Namun pengusaha batu bara menyuarakan kekhawatiran besar. Mereka khawatir percepatan penghapusan PLTU akan menimbulkan lonjakan PHK, anjloknya pendapatan daerah penghasil batubara, serta penurunan PNBP dari sektor ini.

Sebagai kompensasi, pemerintah menyiapkan dana transisi (just energy transition fund) sebesar Rp150 triliun yang akan digunakan untuk pelatihan ulang pekerja batubara, pembangunan industri hijau baru di wilayah tambang, dan subsidi tarif listrik agar harga tidak melonjak.


Dampak pada Ekonomi dan Investasi

Pengamat menilai pengesahan RUU Energi Hijau 2025 akan membawa dampak ekonomi besar, baik jangka pendek maupun panjang.

Dalam jangka pendek, permintaan alat dan teknologi EBT akan melonjak. Ini menciptakan peluang bisnis bagi manufaktur lokal, perusahaan konstruksi, serta sektor logistik. Proyek pembangunan PLTS, PLTB, dan PLTP diproyeksikan menyerap lebih dari 500.000 tenaga kerja baru hingga 2030.

Dalam jangka panjang, transisi energi akan meningkatkan ketahanan ekonomi nasional karena mengurangi ketergantungan impor BBM, memperkuat neraca perdagangan, dan menurunkan biaya kesehatan akibat polusi udara.

Bank Indonesia memperkirakan investasi hijau akan menambah pertumbuhan ekonomi 0,8–1,2% per tahun jika dijalankan konsisten dan didukung insentif fiskal yang kuat.


Perubahan di Sektor Industri dan Transportasi

UU Energi Hijau ini juga akan mengubah peta industri dan transportasi nasional. Industri padat energi seperti semen, baja, pupuk, dan tekstil diwajibkan mengurangi emisi secara bertahap dan memakai minimal 25% listrik dari energi terbarukan pada 2030.

Sektor transportasi diwajibkan mengalihkan 50% armada angkutan umum perkotaan menjadi kendaraan listrik pada 2035. Pemerintah juga memberikan insentif besar untuk investasi pabrik baterai, daur ulang baterai, dan stasiun pengisian kendaraan listrik umum (SPKLU).

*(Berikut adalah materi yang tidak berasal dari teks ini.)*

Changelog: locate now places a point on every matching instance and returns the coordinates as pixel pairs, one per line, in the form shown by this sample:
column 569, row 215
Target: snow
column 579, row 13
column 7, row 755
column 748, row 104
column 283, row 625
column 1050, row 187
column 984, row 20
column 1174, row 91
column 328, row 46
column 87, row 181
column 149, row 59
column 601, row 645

Semua langkah ini diharapkan mendorong lahirnya industri hijau baru yang bisa menjadi motor pertumbuhan ekonomi Indonesia setelah era batubara berakhir.


Tantangan Implementasi di Lapangan

Meski ambisius, implementasi UU ini akan menghadapi tantangan berat. Pertama, biaya awal pembangunan infrastruktur EBT sangat mahal. PLTB dan PLTS memerlukan jaringan transmisi baru dan teknologi penyimpanan Energi Hijau (baterai) yang masih langka di Indonesia.

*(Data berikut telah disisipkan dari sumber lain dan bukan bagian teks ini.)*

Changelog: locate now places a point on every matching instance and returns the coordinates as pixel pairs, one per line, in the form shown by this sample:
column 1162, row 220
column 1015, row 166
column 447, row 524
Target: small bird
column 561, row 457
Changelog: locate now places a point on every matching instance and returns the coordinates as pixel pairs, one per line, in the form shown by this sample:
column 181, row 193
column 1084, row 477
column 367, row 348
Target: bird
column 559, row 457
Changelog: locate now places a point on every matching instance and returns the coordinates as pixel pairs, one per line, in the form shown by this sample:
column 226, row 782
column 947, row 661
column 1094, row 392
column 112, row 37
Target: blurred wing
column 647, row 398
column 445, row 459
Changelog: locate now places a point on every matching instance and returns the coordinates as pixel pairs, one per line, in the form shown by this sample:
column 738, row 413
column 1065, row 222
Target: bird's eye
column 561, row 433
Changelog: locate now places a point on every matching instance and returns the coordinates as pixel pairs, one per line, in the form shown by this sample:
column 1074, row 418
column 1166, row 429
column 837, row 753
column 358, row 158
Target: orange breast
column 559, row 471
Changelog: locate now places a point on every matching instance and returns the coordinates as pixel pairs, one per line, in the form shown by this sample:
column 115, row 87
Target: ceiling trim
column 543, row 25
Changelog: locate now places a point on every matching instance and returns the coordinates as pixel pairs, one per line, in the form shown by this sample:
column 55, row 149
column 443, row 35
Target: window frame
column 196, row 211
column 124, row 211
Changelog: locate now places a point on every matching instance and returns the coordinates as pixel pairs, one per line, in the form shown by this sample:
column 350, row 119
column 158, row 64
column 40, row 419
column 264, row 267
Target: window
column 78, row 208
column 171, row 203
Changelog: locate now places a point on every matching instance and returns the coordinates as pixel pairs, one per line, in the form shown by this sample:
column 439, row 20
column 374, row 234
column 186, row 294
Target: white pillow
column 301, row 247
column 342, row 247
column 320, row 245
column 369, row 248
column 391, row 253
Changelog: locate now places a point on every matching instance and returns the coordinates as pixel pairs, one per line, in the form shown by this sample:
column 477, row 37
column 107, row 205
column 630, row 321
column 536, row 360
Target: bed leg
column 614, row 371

Kedua, masalah birokrasi. Selama ini izin pembangunan proyek EBT memakan waktu hingga dua tahun karena tumpang tindih regulasi pusat dan daerah. Tanpa reformasi perizinan, target EBT sulit tercapai.

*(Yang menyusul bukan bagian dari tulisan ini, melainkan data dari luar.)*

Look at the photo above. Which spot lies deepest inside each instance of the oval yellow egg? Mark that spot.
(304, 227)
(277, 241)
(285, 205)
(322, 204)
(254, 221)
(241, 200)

Ketiga, resistensi politik. Banyak daerah penghasil batubara yang khawatir kehilangan PAD, sehingga dikhawatirkan akan menghambat implementasi di lapangan.

Keempat, masih minimnya SDM terampil di bidang energi terbarukan. Pemerintah perlu mempercepat pelatihan teknisi, insinyur, dan manajer proyek EBT.


Harapan Masa Depan: Indonesia Sebagai Raksasa Energi Hijau Asia

Banyak analis menilai Indonesia berpotensi menjadi raksasa energi hijau Asia jika implementasi UU ini berjalan konsisten.

Indonesia punya potensi EBT luar biasa: 207 GW tenaga surya, 95 GW tenaga air, 60 GW tenaga angin, 29 GW panas bumi, dan 57 GW bioenergi. Selama ini baru kurang dari 15% yang dimanfaatkan.

Dengan kombinasi sumber daya besar, pasar domestik raksasa, dan payung hukum jelas, Indonesia bisa menjadi produsen dan pengekspor teknologi energi hijau, sekaligus menciptakan jutaan lapangan kerja hijau berkualitas tinggi.

Kesuksesan transisi energi juga akan meningkatkan citra Indonesia di mata dunia, membuka akses pendanaan global, dan memperkuat posisi Indonesia dalam diplomasi iklim internasional.


Penutup: Lompatan Besar Menuju Masa Depan Bersih

RUU Energi Hijau 2025 menandai keberanian Indonesia mengambil langkah besar keluar dari ketergantungan batubara menuju masa depan energi bersih.

Tantangan memang besar: pendanaan, birokrasi, resistensi politik, dan kesiapan SDM. Tapi manfaatnya jauh lebih besar: udara bersih, ekonomi tangguh, dan generasi masa depan yang hidup tanpa ancaman krisis iklim.

Pengesahan UU ini bukan akhir, melainkan awal dari revolusi energi yang akan menentukan wajah Indonesia pada abad ke-21.